As I have come to think of it, the basic psychological “move” in the process of inquiry is an experiential frame of “?”. “?” is part of the basic grammar of the life of the mind. The difficulties and predicaments of life are natural invitations to inquiry and investigation. Inquiring deeply neither denies nor reifies the self of everyday life, instead engaging exploration of its process.

The fundamental difference between Buddhist-informed therapy and meditation is the importance placed on narrative meaning.

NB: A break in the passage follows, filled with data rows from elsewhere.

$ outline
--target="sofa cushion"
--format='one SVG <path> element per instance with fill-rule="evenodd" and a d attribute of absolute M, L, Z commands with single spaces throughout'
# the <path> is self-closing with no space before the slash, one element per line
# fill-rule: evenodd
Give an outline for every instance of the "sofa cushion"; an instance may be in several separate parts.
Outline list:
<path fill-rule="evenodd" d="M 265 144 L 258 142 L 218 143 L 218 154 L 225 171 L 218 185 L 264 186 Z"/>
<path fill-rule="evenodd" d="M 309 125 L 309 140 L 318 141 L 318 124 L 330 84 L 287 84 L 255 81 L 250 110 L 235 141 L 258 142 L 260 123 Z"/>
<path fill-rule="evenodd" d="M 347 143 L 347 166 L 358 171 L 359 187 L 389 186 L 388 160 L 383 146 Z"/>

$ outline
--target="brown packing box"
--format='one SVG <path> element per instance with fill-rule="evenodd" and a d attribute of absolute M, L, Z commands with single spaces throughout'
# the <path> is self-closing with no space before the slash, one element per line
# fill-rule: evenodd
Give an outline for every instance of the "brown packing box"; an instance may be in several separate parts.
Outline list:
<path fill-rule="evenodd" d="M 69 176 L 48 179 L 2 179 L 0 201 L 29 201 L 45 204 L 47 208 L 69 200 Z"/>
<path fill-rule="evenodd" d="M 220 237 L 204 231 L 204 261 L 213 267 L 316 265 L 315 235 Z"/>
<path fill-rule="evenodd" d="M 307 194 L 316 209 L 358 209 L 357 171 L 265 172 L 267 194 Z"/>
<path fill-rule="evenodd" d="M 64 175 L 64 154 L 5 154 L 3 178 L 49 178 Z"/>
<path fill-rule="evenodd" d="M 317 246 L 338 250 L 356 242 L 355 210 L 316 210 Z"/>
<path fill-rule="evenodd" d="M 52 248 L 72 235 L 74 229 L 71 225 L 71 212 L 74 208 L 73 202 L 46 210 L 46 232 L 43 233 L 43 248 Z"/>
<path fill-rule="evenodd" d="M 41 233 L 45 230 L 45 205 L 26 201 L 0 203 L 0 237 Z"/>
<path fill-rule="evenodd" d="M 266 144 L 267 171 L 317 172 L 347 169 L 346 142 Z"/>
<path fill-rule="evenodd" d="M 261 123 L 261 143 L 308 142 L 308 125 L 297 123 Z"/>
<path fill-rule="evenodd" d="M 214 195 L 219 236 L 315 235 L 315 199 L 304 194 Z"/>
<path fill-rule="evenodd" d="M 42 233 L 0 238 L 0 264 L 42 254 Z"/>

In the framework of meditation, engaging with the narratives in the mind can tend to obscure the background field of awareness from which all experience emerges (Siff, 2014).25 In contrast, in the framework of sustained psychotherapeutic inquiry, narratives are not distractions but rather appropriate stepping stones on the path of awareness. By exploring narratives, we develop awareness of the (unconscious) sources from which stories originate and proliferate. This allows the development of compassionate insight, which ultimately is the goal of both Buddhist meditation and psychotherapy.

We can meet our problems with mindful awareness and without preconception as to whether our inquiry about them is psychological, spiritual, neither, or both. In a Zen koan, Nonquan says to Zhaozhou, “the Way is not about knowing or not knowing. When you know something you are deluded, and when you don’t know you are empty-headed” (Tarrant, 2004, p. 49). In inquiring deeply, the “middle way”26 is the truth of our own experience.